Personal information
- Name: Shaun Clark
- Born: 14 October 1989 (age 36)
- Nationality: English

Career information
- Games: Command & Conquer 3

= Apollo (gamer) =

British esports commentator

Shaun Clark (born 14 October 1989 in Staffordshire), also known by the handle, Apollo, is an esports commentator and former professional player. Apollo started his career as part of Team Dignitas playing Command & Conquer 3. A highlight of his time playing that game was coming in first place at the 2007 World Cyber Games. In 2009 Apollo retired from playing Command And Conquer and started playing poker and StarCraft: Brood War awaiting the release of StarCraft II: Wings of Liberty.

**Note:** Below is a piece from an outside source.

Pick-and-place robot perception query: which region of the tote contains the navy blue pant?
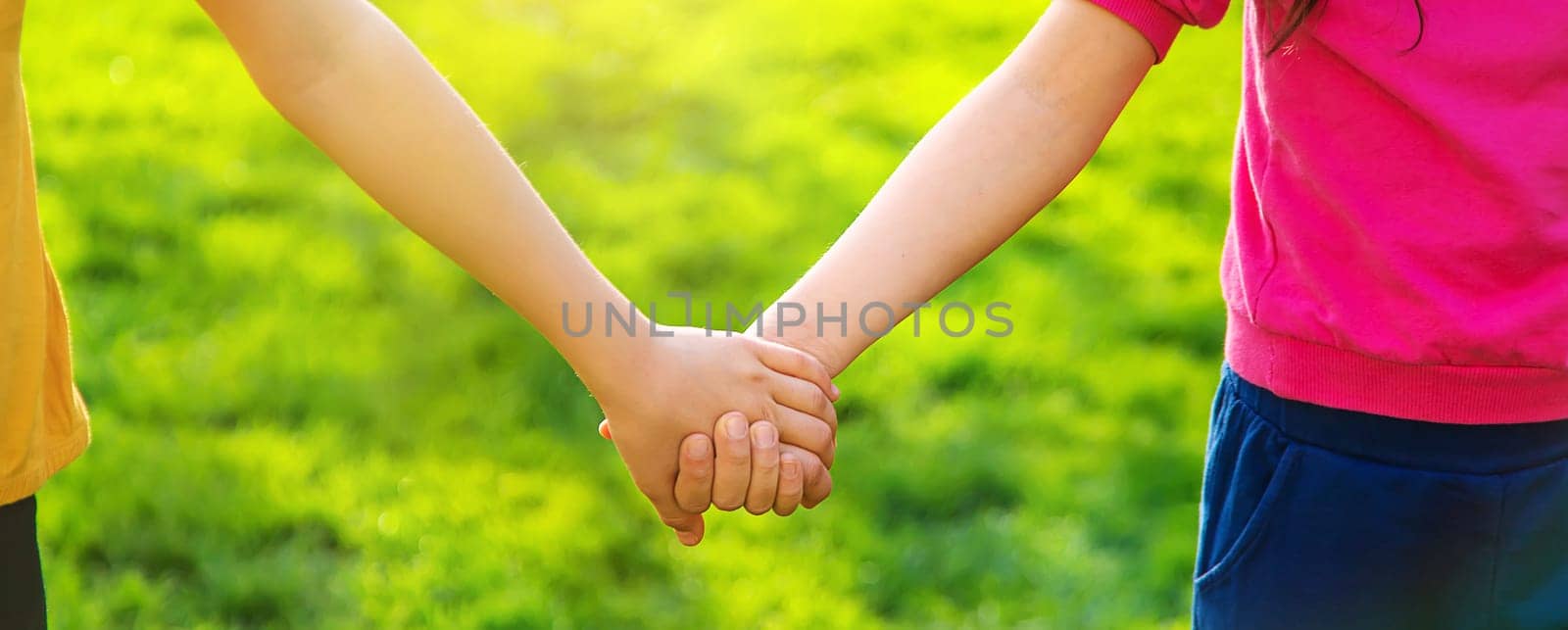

Shaun Clark moved to South Korea in the summer of 2010 to live with Nick “Tasteless” Plott who pushed him to go more into the direction of commentating StarCraft II, although his original goal was becoming a professional player. After arriving home, Apollo applied for a casting position alongside [[Sean Plott|Sean “Day[9]” Plott]] at the Intel Extreme Masters in Cologne, Germany.

After casting with Sean Plott, Apollo's career got another boost from casting with John “Totalbiscuit” Bain at Multiplay UK i40. After working with The GD Studio for a year, Apollo joined ESL TV where he is casting the World Championship Series for Starcraft 2.